La chaîne d’information NTV a diffusé des images vidéo prises par un amateur montrant des groupes de militants chantant et dansant la main dans la main avant d’être précipités au sol par la violence de la déflagration.

« J’ai vu un homme qui avait la jambe arrachée et qui gisait au sol.
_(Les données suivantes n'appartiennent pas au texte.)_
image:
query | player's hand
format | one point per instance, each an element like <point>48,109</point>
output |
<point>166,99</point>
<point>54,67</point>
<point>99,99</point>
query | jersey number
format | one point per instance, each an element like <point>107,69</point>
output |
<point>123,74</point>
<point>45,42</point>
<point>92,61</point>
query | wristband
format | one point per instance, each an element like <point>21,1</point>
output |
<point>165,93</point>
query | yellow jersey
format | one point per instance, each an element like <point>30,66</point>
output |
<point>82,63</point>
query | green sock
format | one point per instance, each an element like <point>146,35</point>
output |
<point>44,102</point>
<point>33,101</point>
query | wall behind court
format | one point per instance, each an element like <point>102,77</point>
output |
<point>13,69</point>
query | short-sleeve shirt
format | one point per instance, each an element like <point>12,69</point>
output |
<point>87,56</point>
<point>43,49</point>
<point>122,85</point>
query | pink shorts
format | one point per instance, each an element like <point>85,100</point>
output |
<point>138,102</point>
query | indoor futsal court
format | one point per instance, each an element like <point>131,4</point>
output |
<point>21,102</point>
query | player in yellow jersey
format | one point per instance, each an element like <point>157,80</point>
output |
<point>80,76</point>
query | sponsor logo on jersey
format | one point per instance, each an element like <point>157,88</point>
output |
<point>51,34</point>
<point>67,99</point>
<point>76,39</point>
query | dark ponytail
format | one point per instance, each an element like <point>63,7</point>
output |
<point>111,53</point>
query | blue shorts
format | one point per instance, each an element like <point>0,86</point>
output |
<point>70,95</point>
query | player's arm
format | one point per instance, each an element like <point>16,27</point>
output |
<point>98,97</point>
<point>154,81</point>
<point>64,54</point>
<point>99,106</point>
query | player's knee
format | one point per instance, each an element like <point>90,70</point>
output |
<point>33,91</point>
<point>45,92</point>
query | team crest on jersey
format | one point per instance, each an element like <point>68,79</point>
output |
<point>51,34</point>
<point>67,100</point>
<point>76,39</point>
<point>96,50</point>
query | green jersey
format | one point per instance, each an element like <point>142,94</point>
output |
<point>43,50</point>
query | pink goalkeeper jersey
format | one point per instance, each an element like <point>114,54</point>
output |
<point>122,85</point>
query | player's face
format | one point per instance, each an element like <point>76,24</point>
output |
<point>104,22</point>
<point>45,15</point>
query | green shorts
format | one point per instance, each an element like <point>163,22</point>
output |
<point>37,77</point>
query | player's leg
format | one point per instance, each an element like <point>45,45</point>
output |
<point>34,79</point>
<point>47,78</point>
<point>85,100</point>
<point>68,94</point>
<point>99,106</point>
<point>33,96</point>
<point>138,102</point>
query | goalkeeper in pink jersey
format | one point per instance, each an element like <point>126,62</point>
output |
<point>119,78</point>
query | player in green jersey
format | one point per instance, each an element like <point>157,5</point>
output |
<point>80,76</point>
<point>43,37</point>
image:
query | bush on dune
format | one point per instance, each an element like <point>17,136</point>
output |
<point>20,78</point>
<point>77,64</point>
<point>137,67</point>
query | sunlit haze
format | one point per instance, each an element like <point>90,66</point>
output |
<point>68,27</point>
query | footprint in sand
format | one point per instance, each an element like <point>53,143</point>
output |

J’ai vu aussi une main arrachée sur le bitume », a rapporté un autre témoin, Sahin Bulut, membre de l’Association des ingénieurs d’Istanbul venu de la principale ville de Turquie pour participer à la manifestation. « C’est comme à Suruç », a-t-il ajouté.

Appel à l'union

Dans un climat de fortes tensions attisées par le conflit kurde et les échéances électorales, la chef de la diplomatie européenne Federica Mogherini a appelé samedi la Turquie à « rester unie » contre les « terroristes ».


Le président français François Hollande a condamné une « attaque terroriste odieuse », alors que son homologue russe Vladimir Poutine a adressé ses condoléances à M. Erdogan.

L’ambassadeur des États-Unis à Ankara John Bass s’est déclaré sur Twitter « horrifié ». « Je suis de tout coeur avec les victimes et leur famille », a-t-il ajouté.

La chancelière allemande Angela Merkel a déclaré avoir appris cette nouvelle avec « tristesse et consternation », estimant que l’attaque était dirigée contre « les droits civiques, la démocratie et la paix ».

Le principal parti prokurde de Turquie, qui appelait à la manifestation, a dénoncé un « terrible massacre » et mis en cause la responsabilité du gouvernement.

« C’est une attaque barbare qui a été commise », a réagi le chef de file du Parti démocratique des peuples (HDP), Selahattin Demirtas, « nous sommes confrontés à un État meurtrier qui s’est transformé en mafia ».

Le ministre de l’Intérieur Selami Altinok a démenti toute « faiblesse du service de sécurité » prévu pour la manifestation et assuré qu’il ne démissionnerait pas.

Le 20 juillet dernier, un attentat suicide attribué au groupe État islamique (EI) avait fait 32 morts parmi des militants de la cause pro kurde dans la ville de Suruç, toute proche de la frontière syrienne.

L’agence de presse pro gouvernementale Anatolie a indiqué que les autorités soupçonnaient l’explosion d’Ankara d’être l’oeuvre d’un kamikaze.

Dans la foulée de l’attentat de Suruç, de violents affrontements ont repris entre l’armée turque et les rebelles du PKK, qui ont fait voler en éclat un fragile cessez-le-feu qui tenait depuis mars 2013.

Plus de 150 policiers ou soldats ont été tués depuis dans des attentats attribués au PKK, alors que les autorités turques affirment avoir « éliminé » plus de 2000 membres du groupe rebelle lors de leurs opérations de représailles.

Inactivité du PKK

Sans en faire mention, le PKK a annoncé samedi quelques heures après l’attentat d’Ankara la suspension de ses activités avant les élections.

« Notre mouvement a décrété une période d’inactivité pour nos forces de guérilla, sauf si nos militants et nos forces de guérilla étaient attaqués », a indiqué l’Union des communautés du Kurdistan (KCK), l’organisation qui chapeaute les mouvements rebelles kurdes, dans une déclaration sur son site Internet.

« Nous ne ferons rien qui peut empêcher une élection équitable », a ajouté le mouvement.

Lors du scrutin législatif du 7 juin dernier, le parti du président islamo-conservateur Recep Tayyip Erdogan a perdu la majorité absolue qu’il détenait depuis treize ans au Parlement, notamment en raison du bon score réalisé par le HDP.

Après l’échec des négociations pour la formation d’un gouvernement de coalition, il a convoqué des élections anticipées pour le 1er novembre.